Three More Tricky Tempdb Lessons

September 11, 2013

Three More Tricky Tempdb Lessons

Filed under: SQLServerPedia Syndication,Technical Articles — Tags: tempdb — Michael J. Swart @ 12:00 pm

Takeaway: Tempdb contention is a common DBA problem. I want to share three lesser known surprises about everyone’s favorite bottleneck.

If my professional life was made into a series, tempdb contention would have a recurring role as the antagonist. It provides challenges on a regular basis and I finally believe I understand it’s behavior well enough to have contention licked for good. But even recently, tempdb still holds some surprises for me.

You Can Still Get SGAM Contention After TF1118

You may know what trace flag TF1118 does. It affects the allocation of pages in all databases. But it’s most often used for its effect in tempdb. The idea is that TF1118 will cause SQL Server to store all table data in dedicated extents rather than mixed extents. Without mixed extents, the need to access SGAM pages is reduced and that leads to less contention as described in this KB article.

But the use of SGAM isn’t reduced to zero. What?! How can that be? Who’s still using mixed extents? It turns out that IAM pages are always stored on mixed extents. Every time any object is created (or destroyed) that will require at least one latch on an SGAM page. On an extremely busy system, you can still see contention here.

Equally Sized Data Files Can Become Unbalanced After Autogrow

That’s not the surprising thing. The surprising thing is that it can impact the effectiveness of having multiple data files and it needs to be kept in mind. Once again from Microsoft:

If data files [have] unequal sizes, the proportional fill algorithm tries to use the largest file more for GAM allocations instead of spreading the allocations between all the files.

This makes multiple data files less effective than it could be when tackling contention. But don’t disable auto-grow, just size your tempdb data files large enough (Tip: google “instant file initialization”)

Before we move on, if your tempdb data files have auto-grown, do you know what the initial sizes were?

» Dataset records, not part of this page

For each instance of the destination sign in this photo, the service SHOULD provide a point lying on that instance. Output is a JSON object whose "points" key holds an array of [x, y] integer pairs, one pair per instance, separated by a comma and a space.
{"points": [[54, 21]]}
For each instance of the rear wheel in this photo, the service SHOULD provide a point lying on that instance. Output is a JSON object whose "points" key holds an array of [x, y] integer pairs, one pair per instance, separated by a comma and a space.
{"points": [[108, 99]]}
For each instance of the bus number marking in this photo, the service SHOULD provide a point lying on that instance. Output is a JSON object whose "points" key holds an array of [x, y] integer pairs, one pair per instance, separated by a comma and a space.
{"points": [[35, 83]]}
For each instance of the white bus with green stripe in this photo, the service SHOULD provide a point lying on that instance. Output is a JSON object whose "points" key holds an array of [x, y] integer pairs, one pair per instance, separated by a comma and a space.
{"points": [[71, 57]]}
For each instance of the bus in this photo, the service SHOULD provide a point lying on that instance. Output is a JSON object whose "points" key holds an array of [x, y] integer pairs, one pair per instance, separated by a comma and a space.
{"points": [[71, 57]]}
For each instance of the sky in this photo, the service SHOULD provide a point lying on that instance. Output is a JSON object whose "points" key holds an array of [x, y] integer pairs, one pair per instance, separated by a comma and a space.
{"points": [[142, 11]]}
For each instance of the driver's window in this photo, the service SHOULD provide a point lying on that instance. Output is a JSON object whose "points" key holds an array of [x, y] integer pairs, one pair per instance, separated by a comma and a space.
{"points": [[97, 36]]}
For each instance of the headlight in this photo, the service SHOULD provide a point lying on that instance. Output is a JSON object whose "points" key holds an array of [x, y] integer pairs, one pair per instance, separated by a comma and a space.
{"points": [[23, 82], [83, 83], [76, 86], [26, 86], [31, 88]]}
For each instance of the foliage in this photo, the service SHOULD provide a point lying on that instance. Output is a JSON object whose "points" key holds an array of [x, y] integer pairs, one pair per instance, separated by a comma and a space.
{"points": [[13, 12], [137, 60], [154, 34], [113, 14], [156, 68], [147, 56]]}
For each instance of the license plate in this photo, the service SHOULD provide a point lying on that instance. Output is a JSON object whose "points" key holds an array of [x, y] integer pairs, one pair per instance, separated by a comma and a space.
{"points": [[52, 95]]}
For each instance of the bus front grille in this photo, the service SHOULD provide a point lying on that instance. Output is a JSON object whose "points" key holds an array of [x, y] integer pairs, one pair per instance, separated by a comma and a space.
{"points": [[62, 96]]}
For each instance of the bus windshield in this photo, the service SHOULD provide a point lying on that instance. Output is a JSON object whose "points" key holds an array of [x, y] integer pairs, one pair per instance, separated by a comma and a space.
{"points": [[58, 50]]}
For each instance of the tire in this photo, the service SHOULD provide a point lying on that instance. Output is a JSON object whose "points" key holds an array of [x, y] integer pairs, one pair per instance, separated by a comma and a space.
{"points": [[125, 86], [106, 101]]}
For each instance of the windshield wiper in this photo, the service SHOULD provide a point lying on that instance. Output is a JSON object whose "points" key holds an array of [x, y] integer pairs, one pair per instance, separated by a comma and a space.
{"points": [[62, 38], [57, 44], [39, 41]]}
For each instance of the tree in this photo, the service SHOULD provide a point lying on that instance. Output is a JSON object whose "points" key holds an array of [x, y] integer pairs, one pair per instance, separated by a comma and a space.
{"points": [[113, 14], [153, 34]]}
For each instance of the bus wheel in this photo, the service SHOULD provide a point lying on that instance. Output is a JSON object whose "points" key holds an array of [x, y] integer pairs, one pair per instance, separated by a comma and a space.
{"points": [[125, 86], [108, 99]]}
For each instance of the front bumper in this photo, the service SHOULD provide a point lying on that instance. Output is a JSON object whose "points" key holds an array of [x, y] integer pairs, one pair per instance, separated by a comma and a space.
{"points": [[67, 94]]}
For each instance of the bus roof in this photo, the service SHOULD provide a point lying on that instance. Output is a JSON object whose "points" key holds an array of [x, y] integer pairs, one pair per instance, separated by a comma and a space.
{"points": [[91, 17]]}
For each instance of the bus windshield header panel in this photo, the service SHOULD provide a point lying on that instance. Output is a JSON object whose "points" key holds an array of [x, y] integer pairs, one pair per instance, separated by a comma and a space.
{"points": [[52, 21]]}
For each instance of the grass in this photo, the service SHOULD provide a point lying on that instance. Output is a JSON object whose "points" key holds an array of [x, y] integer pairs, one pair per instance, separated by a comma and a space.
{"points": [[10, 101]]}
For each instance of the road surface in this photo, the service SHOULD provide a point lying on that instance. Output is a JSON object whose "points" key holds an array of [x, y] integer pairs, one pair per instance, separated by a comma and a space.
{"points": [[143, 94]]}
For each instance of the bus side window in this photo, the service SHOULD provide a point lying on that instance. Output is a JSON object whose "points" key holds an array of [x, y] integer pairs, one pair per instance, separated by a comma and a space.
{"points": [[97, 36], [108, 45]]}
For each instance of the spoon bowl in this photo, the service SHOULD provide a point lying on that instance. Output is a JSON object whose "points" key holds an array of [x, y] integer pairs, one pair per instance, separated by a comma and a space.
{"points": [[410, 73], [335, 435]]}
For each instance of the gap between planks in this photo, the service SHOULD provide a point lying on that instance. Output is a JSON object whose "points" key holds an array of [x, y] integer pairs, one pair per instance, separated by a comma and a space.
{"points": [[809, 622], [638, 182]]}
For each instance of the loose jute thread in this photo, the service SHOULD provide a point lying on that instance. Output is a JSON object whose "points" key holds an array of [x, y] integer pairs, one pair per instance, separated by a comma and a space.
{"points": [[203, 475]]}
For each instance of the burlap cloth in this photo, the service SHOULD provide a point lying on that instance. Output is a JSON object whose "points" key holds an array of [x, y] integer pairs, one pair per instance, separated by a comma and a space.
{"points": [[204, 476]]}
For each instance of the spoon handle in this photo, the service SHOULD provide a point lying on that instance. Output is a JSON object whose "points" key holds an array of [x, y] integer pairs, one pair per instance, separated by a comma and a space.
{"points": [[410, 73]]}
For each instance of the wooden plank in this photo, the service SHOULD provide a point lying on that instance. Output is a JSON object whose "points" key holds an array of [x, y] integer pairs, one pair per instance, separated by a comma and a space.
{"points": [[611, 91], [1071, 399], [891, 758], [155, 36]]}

Tempdb Contention Can Be Sudden and Catastrophic

I hadn’t seen this before. Most contention I’m familiar with looks like a “sluggish” database. The response times on particular queries just aren’t what they ought to be – getting gradually worse until the impact is felt hard. But just recently I have seen tempdb contention show up all-of-a-sudden making the database nearly useless. Especially after excessive blocking kicks in. Here’s how that can happen:

Imagine a super-frequent procedure creates a temp table.
Several of these temp tables are cached. (There can be several execution contexts for the procedure and so several temp tables).
A table used in the procedure has enough modified rows to have it’s statistics auto-updated.
The procedure’s query plan is invalidated and is dropped from the cache.
The cached temp tables that were used for the procedure are marked to be destroyed
The procedure is recompiled and new temp tables are created
A system process destroys the marked temp tables that need to be cleaned up

With a very busy system, these things can happen in only a few seconds. In fact those two last items describe actions where hundreds of threads can get into a fight over allocation pages.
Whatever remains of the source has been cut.